Sementara itu, Kapten Dan Curry dari Asosiasi Pilot Sekutu mengatakan: “Ini adalah peristiwa yang tiba-tiba, penuh kekerasan dan menakutkan.”

Namun, pada awalnya, Boeing tidak secara terbuka menganggapnya salah, dengan mantan CEO Dennis Muilenburg bersikeras bahwa “keselamatan adalah inti dari siapa kita di Boeing”.

Perusahaan juga mengeluarkan pernyataan yang mengatakan, “Kami memiliki keyakinan penuh pada keselamatan Max.”

Sebaliknya, mereka mencoba lagi untuk menyalahkan pilot. Mereka mengakui bahwa MCAS telah melakukan kesalahan tetapi mengatakan kru tidak sepenuhnya mengikuti prosedur.

Kemudian terungkap bahwa kru Ethiopia benar-benar menyadari bahwa MCAS adalah masalahnya dan mencoba melakukan apa yang diperintahkan Boeing untuk mereka lakukan dan mematikan sistem MCAS tetapi pesawat melaju terlalu cepat dan mereka tidak dapat memulihkan pesawat secara manual.

Sementara dunia diguncang oleh kecelakaan Max II, FAA tidak segera bertindak, mengatakan sedang menunggu data sebelum memutuskan untuk mendaratkan pesawat.

Namun, sehari setelah kecelakaan Ethiopian Airlines, China mengandangkan pesawat Max-nya, dan negara-negara lain, termasuk Australia, mengikutinya.

Mantan Presiden AS Donald Trump kemudian memutuskan untuk mengandangkan pesawat setelah menemukan bukti dari lokasi jatuhnya Ethiopian Airlines.

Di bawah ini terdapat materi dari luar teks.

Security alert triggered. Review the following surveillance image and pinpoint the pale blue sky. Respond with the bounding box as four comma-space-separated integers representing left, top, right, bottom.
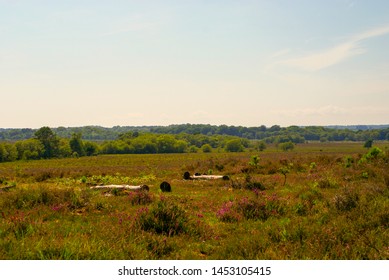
0, 0, 389, 128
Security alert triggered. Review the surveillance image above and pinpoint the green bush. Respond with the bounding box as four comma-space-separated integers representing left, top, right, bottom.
139, 198, 188, 236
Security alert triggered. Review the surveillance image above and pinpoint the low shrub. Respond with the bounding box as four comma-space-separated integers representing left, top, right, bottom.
138, 198, 188, 236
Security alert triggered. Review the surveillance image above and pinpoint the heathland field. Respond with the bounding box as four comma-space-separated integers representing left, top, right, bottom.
0, 142, 389, 260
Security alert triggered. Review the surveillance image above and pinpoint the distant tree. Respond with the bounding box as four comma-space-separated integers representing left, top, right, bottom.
84, 141, 99, 156
226, 139, 244, 152
15, 139, 44, 160
34, 126, 59, 158
278, 141, 294, 151
157, 135, 176, 153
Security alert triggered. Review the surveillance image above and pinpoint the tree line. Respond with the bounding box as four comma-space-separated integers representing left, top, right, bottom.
0, 127, 255, 162
0, 124, 389, 162
0, 124, 389, 143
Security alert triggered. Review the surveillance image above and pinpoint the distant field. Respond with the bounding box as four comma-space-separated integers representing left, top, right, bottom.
0, 142, 389, 260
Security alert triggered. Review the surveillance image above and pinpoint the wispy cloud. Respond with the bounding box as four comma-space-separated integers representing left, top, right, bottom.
100, 15, 160, 37
277, 26, 389, 71
271, 105, 389, 124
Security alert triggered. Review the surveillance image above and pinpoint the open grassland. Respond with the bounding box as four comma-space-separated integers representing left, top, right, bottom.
0, 142, 389, 259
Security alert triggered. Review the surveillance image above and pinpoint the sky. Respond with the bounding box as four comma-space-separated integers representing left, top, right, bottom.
0, 0, 389, 128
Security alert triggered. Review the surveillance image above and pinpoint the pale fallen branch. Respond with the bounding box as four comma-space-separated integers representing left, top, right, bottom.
0, 185, 16, 191
184, 172, 230, 180
90, 185, 149, 191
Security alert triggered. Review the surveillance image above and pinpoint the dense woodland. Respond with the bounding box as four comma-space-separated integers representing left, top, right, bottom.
0, 124, 389, 162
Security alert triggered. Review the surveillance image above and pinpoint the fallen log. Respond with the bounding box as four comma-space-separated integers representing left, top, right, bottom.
184, 172, 230, 180
159, 181, 172, 192
0, 185, 16, 191
90, 185, 149, 191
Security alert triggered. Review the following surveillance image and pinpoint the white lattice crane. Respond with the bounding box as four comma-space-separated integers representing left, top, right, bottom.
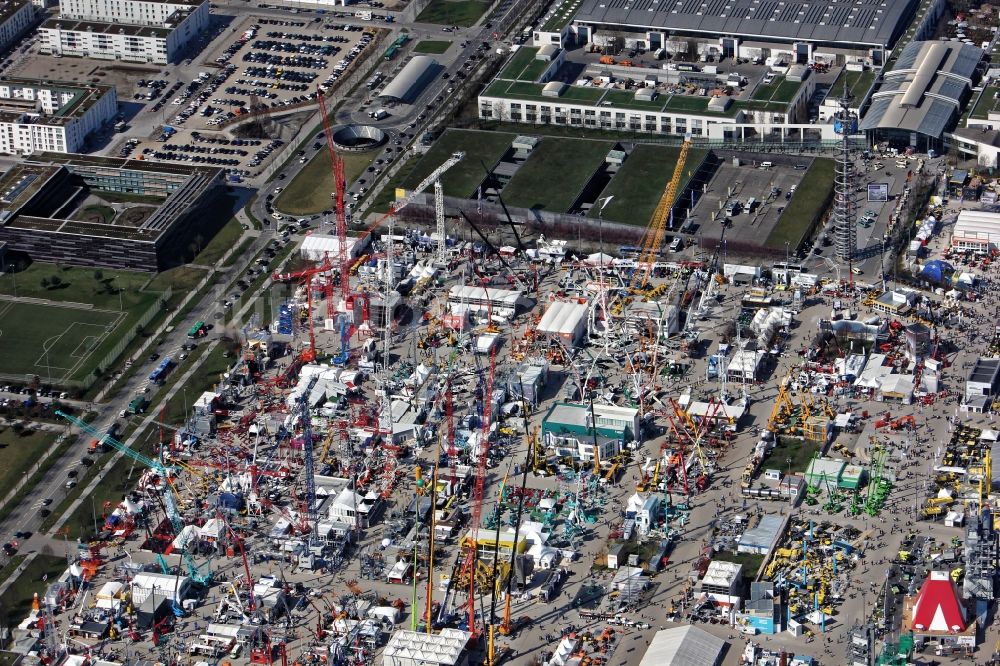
372, 152, 465, 433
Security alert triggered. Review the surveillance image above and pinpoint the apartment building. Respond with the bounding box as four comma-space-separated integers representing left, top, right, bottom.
0, 78, 118, 154
0, 0, 35, 51
39, 0, 209, 65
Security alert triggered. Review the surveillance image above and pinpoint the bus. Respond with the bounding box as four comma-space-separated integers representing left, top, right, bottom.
128, 395, 149, 414
188, 321, 208, 338
149, 358, 174, 384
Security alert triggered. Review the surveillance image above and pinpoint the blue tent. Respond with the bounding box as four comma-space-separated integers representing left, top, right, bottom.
920, 259, 955, 282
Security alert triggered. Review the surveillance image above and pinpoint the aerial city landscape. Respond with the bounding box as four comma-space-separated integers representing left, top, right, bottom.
0, 0, 1000, 666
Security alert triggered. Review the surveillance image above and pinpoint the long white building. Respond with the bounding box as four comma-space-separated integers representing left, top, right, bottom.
479, 46, 835, 141
39, 0, 209, 65
0, 79, 118, 154
0, 0, 35, 51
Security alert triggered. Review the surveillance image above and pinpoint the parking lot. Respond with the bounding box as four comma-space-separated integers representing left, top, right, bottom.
116, 129, 285, 178
189, 16, 373, 130
690, 158, 807, 248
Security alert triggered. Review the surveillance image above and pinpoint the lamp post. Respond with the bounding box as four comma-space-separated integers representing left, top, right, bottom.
785, 458, 792, 508
597, 194, 615, 260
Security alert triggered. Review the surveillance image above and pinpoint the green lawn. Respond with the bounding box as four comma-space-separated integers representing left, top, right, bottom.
764, 158, 834, 250
500, 46, 538, 81
79, 204, 115, 224
590, 144, 706, 226
0, 556, 69, 626
417, 0, 490, 28
0, 555, 28, 583
765, 437, 819, 474
972, 86, 1000, 120
59, 345, 233, 539
193, 217, 243, 266
398, 129, 517, 198
601, 90, 666, 111
413, 39, 451, 55
844, 69, 875, 105
666, 95, 710, 111
503, 137, 614, 213
750, 77, 802, 104
542, 0, 581, 32
58, 438, 148, 539
146, 266, 206, 295
274, 150, 378, 215
0, 427, 58, 495
521, 60, 552, 81
712, 551, 764, 589
0, 301, 127, 382
0, 262, 151, 310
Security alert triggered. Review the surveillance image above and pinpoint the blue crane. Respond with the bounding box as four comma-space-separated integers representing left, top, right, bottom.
56, 410, 212, 585
333, 315, 351, 365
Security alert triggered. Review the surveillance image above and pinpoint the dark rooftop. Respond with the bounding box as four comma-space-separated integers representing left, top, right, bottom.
576, 0, 917, 46
968, 358, 1000, 384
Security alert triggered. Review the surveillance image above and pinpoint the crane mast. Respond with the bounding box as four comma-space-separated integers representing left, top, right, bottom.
316, 91, 351, 310
465, 347, 494, 636
632, 138, 691, 285
299, 376, 319, 543
376, 149, 465, 437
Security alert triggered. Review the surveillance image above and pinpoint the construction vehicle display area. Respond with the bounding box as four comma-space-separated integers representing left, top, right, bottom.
11, 139, 1000, 666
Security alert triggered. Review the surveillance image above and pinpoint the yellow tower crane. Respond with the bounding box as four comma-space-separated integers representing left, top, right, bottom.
632, 137, 691, 286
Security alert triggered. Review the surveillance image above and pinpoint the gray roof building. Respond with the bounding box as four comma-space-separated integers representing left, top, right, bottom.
860, 41, 983, 139
379, 56, 438, 103
575, 0, 917, 47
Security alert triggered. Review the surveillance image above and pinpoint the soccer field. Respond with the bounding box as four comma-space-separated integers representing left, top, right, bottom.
0, 301, 126, 381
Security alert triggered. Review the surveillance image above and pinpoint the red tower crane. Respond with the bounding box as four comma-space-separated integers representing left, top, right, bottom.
217, 511, 257, 613
316, 90, 351, 312
271, 256, 334, 363
464, 347, 497, 636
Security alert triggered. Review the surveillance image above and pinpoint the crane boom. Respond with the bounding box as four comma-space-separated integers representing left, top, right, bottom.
633, 138, 691, 282
465, 347, 494, 636
316, 91, 351, 306
299, 375, 318, 540
56, 410, 211, 583
369, 152, 465, 433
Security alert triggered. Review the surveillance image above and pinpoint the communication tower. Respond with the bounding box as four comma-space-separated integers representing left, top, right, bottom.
833, 83, 858, 262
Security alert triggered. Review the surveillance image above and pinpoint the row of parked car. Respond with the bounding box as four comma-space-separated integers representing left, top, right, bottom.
174, 65, 236, 125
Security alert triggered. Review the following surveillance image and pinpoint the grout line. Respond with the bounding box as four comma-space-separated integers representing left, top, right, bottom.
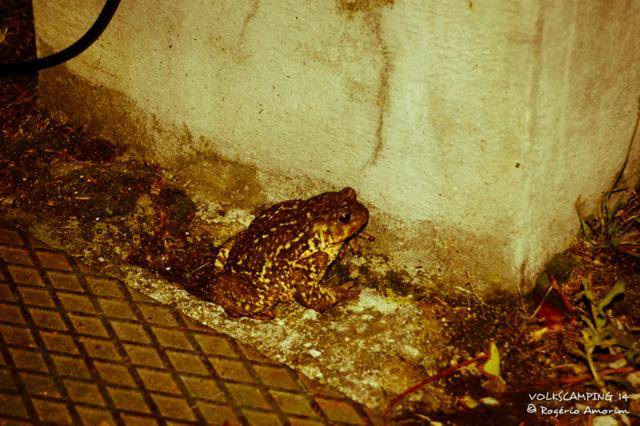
0, 233, 80, 422
20, 232, 124, 424
109, 272, 206, 424
62, 256, 171, 423
172, 312, 255, 425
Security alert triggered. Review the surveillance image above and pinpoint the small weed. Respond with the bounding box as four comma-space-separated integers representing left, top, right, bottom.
578, 189, 640, 258
573, 279, 637, 390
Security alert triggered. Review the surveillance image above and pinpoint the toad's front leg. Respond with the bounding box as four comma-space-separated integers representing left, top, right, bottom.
291, 252, 360, 312
205, 273, 275, 319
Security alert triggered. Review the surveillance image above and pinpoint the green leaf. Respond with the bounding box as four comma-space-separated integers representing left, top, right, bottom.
598, 281, 625, 310
480, 342, 504, 381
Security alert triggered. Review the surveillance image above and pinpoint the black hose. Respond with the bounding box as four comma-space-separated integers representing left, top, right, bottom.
0, 0, 120, 77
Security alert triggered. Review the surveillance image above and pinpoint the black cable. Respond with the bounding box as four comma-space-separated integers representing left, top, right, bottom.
0, 0, 120, 77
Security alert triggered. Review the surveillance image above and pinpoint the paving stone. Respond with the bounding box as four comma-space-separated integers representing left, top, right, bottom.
0, 325, 37, 348
253, 365, 299, 390
47, 271, 83, 292
197, 402, 242, 426
111, 321, 151, 343
36, 251, 73, 271
0, 282, 16, 303
64, 379, 105, 406
316, 398, 365, 425
194, 333, 238, 358
138, 368, 180, 394
0, 369, 16, 390
209, 358, 256, 382
0, 228, 373, 426
85, 277, 124, 299
40, 331, 80, 355
77, 407, 116, 426
108, 388, 151, 413
0, 303, 26, 324
9, 348, 49, 372
140, 304, 178, 327
167, 351, 209, 374
7, 266, 44, 287
122, 414, 159, 426
152, 327, 193, 350
270, 390, 318, 417
0, 247, 33, 266
100, 299, 136, 320
32, 399, 72, 424
69, 314, 109, 337
58, 292, 96, 314
0, 392, 27, 417
243, 410, 282, 426
19, 287, 55, 308
80, 337, 122, 361
124, 345, 164, 368
182, 376, 226, 402
94, 361, 136, 387
0, 228, 24, 246
20, 373, 60, 398
51, 355, 91, 379
29, 308, 67, 331
289, 417, 324, 426
151, 394, 196, 421
227, 383, 271, 410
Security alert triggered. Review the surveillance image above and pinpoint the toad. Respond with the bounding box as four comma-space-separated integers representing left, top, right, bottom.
203, 188, 369, 319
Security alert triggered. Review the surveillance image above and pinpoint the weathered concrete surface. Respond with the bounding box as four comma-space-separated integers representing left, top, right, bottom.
34, 0, 640, 290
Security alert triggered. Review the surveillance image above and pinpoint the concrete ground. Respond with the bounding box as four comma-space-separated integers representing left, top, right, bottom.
0, 228, 379, 425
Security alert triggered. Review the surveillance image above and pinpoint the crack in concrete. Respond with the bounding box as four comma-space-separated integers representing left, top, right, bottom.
368, 12, 393, 165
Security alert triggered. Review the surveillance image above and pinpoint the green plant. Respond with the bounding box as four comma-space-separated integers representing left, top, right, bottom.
577, 189, 640, 258
573, 279, 628, 389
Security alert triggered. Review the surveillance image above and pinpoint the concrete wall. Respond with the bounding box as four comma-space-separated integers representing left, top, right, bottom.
34, 0, 640, 289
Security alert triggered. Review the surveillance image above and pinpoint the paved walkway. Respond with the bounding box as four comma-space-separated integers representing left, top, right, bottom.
0, 228, 378, 425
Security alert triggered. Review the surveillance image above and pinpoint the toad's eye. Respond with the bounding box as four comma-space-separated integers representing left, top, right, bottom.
338, 213, 351, 223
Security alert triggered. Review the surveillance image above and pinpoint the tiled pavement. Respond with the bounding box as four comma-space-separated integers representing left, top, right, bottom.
0, 228, 377, 425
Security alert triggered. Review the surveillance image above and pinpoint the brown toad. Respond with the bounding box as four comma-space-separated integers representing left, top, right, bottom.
204, 188, 369, 318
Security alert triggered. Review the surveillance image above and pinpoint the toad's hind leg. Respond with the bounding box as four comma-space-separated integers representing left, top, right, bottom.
213, 237, 236, 275
205, 274, 275, 319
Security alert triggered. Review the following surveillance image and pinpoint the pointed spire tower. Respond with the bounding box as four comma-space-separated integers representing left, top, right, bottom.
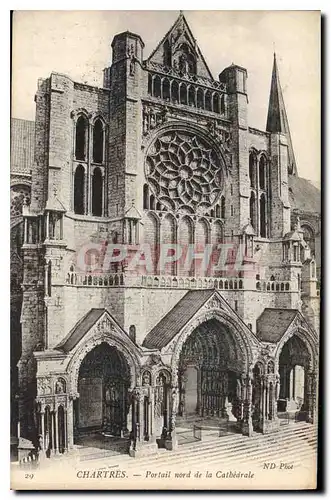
267, 52, 297, 175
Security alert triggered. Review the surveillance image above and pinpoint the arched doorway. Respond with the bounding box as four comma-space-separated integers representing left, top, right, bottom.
74, 342, 130, 442
277, 335, 311, 420
177, 319, 246, 430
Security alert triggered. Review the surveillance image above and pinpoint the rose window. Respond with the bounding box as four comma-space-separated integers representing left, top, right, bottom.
146, 132, 223, 213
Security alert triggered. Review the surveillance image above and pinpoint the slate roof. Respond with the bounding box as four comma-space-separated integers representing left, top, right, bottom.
266, 53, 297, 174
256, 308, 298, 344
10, 118, 35, 175
55, 309, 106, 352
143, 289, 215, 349
288, 175, 321, 213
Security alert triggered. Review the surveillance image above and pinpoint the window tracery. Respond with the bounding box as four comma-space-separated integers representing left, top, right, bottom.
146, 131, 223, 213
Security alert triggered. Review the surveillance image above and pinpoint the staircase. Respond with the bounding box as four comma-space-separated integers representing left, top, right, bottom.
79, 422, 317, 471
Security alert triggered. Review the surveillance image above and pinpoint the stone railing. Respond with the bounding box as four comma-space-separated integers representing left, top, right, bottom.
145, 61, 226, 92
141, 276, 244, 290
256, 280, 292, 292
66, 272, 296, 292
66, 272, 124, 287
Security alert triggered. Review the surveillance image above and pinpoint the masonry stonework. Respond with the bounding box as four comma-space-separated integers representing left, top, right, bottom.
11, 14, 320, 456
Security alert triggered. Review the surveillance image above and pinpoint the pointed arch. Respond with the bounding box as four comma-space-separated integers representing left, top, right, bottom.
259, 155, 267, 190
143, 184, 149, 210
249, 151, 256, 188
160, 214, 177, 275
205, 90, 212, 111
170, 80, 179, 103
213, 92, 220, 113
74, 165, 85, 215
188, 85, 196, 106
162, 78, 170, 101
153, 75, 162, 97
260, 193, 267, 238
93, 118, 104, 163
163, 39, 172, 68
75, 115, 88, 161
249, 191, 256, 231
92, 168, 103, 217
221, 196, 225, 219
179, 83, 187, 104
197, 88, 205, 109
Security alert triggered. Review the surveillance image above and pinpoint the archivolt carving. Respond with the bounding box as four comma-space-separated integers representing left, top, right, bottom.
145, 130, 224, 213
275, 324, 318, 371
67, 317, 140, 394
171, 308, 256, 372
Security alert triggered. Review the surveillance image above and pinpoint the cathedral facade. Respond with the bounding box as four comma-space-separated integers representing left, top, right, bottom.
12, 14, 320, 456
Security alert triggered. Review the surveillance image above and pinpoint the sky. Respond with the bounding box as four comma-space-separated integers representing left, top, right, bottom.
12, 10, 320, 185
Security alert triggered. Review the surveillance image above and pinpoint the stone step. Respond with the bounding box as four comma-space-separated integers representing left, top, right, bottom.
120, 426, 316, 466
74, 422, 317, 468
121, 429, 316, 462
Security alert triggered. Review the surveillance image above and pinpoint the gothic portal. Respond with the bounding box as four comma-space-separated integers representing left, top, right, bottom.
11, 14, 320, 457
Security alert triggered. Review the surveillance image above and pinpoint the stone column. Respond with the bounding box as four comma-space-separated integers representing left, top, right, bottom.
165, 386, 178, 450
307, 371, 317, 424
196, 368, 201, 415
242, 375, 253, 437
54, 408, 60, 454
63, 409, 68, 453
50, 411, 57, 455
66, 398, 74, 451
273, 374, 280, 419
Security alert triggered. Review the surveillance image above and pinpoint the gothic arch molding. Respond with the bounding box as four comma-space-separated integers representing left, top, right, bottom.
171, 308, 258, 373
275, 326, 318, 371
67, 332, 140, 397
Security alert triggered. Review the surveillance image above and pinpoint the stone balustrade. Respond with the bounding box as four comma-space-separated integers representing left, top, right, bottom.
66, 272, 297, 292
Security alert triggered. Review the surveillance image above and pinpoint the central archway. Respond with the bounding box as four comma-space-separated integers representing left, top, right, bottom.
177, 318, 247, 432
74, 342, 130, 440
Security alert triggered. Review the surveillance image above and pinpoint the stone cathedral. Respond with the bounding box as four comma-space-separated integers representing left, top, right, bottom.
11, 14, 321, 457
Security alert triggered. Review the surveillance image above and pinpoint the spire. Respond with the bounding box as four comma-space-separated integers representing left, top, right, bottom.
267, 52, 297, 175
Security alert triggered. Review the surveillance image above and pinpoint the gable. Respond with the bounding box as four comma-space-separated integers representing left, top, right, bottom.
147, 14, 213, 79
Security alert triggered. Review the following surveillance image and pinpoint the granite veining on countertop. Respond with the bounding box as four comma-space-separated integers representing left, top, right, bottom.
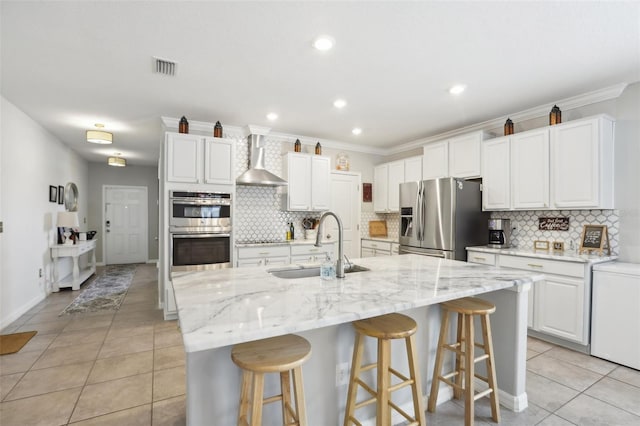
173, 255, 544, 352
467, 246, 618, 264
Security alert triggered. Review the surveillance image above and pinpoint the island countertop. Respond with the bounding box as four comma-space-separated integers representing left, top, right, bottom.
173, 254, 544, 353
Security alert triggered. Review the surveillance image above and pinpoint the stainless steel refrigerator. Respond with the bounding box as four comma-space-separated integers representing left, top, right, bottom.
399, 178, 489, 261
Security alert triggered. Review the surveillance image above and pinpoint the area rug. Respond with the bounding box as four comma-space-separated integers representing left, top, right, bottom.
60, 265, 136, 315
0, 331, 37, 355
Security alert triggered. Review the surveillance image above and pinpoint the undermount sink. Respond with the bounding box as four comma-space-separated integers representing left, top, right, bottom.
267, 265, 369, 279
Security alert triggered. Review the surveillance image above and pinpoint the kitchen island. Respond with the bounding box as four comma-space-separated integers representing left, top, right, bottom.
173, 255, 544, 426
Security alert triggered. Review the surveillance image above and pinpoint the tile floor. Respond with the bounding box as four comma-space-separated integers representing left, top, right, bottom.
0, 265, 640, 426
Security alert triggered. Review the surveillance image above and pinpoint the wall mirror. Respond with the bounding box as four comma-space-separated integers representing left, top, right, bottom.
64, 182, 78, 212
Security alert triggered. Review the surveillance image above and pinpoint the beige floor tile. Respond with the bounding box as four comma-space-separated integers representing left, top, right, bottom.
527, 337, 554, 353
49, 327, 109, 348
70, 404, 151, 426
154, 329, 183, 349
609, 367, 640, 388
0, 350, 43, 376
527, 371, 580, 412
545, 346, 617, 374
71, 373, 152, 422
98, 334, 153, 359
527, 354, 602, 392
87, 351, 153, 384
555, 394, 640, 426
0, 388, 81, 426
584, 377, 640, 417
153, 367, 186, 401
152, 396, 187, 426
33, 342, 102, 369
153, 345, 185, 370
5, 361, 93, 401
0, 373, 24, 400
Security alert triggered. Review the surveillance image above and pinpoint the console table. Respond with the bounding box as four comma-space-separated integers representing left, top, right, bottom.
51, 240, 97, 292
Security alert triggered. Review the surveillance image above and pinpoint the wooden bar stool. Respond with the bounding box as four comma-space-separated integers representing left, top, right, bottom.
344, 314, 425, 426
231, 334, 311, 426
428, 297, 500, 426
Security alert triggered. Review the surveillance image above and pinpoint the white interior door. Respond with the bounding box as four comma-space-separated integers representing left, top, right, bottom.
323, 172, 361, 259
103, 186, 148, 265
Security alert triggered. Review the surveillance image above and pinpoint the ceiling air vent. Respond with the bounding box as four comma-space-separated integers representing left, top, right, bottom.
153, 58, 178, 77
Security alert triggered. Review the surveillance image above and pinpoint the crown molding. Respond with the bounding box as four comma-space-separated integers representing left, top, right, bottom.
386, 83, 628, 155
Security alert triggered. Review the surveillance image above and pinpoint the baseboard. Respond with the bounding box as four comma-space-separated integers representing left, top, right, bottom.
0, 294, 47, 330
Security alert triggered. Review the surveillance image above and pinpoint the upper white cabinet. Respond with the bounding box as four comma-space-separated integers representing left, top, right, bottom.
482, 136, 511, 210
166, 133, 234, 185
422, 131, 488, 179
284, 152, 331, 211
551, 116, 614, 209
422, 141, 449, 180
511, 129, 549, 210
373, 160, 404, 213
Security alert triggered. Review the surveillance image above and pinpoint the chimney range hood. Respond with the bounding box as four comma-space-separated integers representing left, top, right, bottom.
236, 126, 287, 186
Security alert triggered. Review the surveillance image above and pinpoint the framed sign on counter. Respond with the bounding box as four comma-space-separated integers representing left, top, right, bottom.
578, 225, 611, 256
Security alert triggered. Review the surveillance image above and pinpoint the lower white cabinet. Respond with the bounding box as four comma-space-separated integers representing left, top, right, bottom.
467, 249, 591, 347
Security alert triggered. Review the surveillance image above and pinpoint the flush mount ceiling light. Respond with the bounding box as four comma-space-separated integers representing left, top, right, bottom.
313, 35, 336, 52
449, 84, 467, 95
87, 123, 113, 144
333, 99, 347, 109
107, 152, 127, 167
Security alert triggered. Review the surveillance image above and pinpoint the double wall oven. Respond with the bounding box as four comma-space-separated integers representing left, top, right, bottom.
169, 191, 232, 271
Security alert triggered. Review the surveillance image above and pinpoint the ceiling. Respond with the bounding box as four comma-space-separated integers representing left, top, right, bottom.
0, 0, 640, 165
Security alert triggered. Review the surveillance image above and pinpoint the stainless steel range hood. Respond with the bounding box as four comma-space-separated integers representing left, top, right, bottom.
236, 127, 287, 186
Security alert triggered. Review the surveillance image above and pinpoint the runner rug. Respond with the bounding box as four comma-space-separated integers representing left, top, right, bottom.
60, 264, 136, 315
0, 331, 37, 355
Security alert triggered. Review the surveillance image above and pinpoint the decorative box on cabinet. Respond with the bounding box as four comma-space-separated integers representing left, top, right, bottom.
283, 152, 331, 211
165, 133, 234, 185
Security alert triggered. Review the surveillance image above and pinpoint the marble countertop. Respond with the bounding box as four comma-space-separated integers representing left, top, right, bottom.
172, 255, 544, 352
467, 246, 618, 264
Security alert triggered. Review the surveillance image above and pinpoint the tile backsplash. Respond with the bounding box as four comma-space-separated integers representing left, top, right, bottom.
491, 210, 618, 254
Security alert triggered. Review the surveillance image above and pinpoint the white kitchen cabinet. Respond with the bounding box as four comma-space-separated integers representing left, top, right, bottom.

Lokasi jatuhnya pesawat Ethiopian Airlines penerbangan ET302 pada 2019 di Bishoftu, Ethiopia.  Foto/Getty Images
Lokasi jatuhnya pesawat Ethiopian Airlines penerbangan ET302 pada 2019 di Bishoftu, Ethiopia. Foto/Getty Images

READ  Peluncuran Trailer 'Love in 90s' Arunachal di National Capital

Kemudian, ternyata setelah kecelakaan pertama Lion Air, FAA melakukan metodologi penilaian bahaya pesawat angkut untuk menilai risiko kecelakaan lain. Itu tidak dirilis ke publik pada saat itu tetapi diberikan kepada Boeing.

Michael Stomo, ayah dari korban kecelakaan Ethiopian Airlines Samia Stomo, mengatakan tentang analisis tersebut: “Mereka memperkirakan tambahan 15 kecelakaan dalam kehidupan (pesawat) tanpa perbaikan.”

“Mereka memperkirakan akan ada satu kecelakaan fatal setiap dua tahun dari pesawat Max. Ini akan membuat Max menjadi pesawat modern paling berbahaya yang pernah dibuat,” kata Pazstor.

“…Bagian yang paling mengganggu dari cerita ini adalah Boeing melakukan hal yang paling minimum. Mereka bertaruh bahwa masalah tidak akan terulang sebelum perbaikan permanen diterapkan. Tentu saja itu menjadi kesalahan besar.

“Ini adalah cerita yang mengerikan, mengerikan.”

Ketua Pengadilan Distrik Oregon Peter DeFazio, Ketua Komisi Transportasi dan Infrastruktur, setuju: “Di abad kedua puluh satu, Anda tidak akan kehilangan dua pesawat dalam hitungan bulan antara satu sama lain dan membunuh begitu banyak orang, yang seharusnya tidak pernah terjadi.

“Budaya keselamatan Boeing telah runtuh. Itu telah dirusak dari atas ke bawah oleh tekanan Wall Street.”

Muilenburg mengundurkan diri dua bulan kemudian atas perintah dewan direksi Boeing.

Boeing 737 Max telah tidak beroperasi selama 20 bulan, sementara sistem MCAS telah dimodifikasi.

Pada November 2021, FAA menyetujui kembalinya pesawat ke udara setelah koreksi MCAS dan pelatihan pilot.

Boeing mengeluarkan tanggapan kepada produsen film dokumenter, dengan mengatakan: “Boeing menegaskan bahwa tidak ada tinjauan pemerintah atau peraturan yang menemukan bahwa kondisi produksi di pabrik Max berkontribusi pada kecelakaan.”

LEAVE A RESPONSE

Alamat email Anda tidak akan dipublikasikan. Ruas yang wajib ditandai *

"Pemikir jahat. Sarjana musik. Komunikator yang ramah hipster. Penggila bacon. Penggemar internet amatir. Introvert."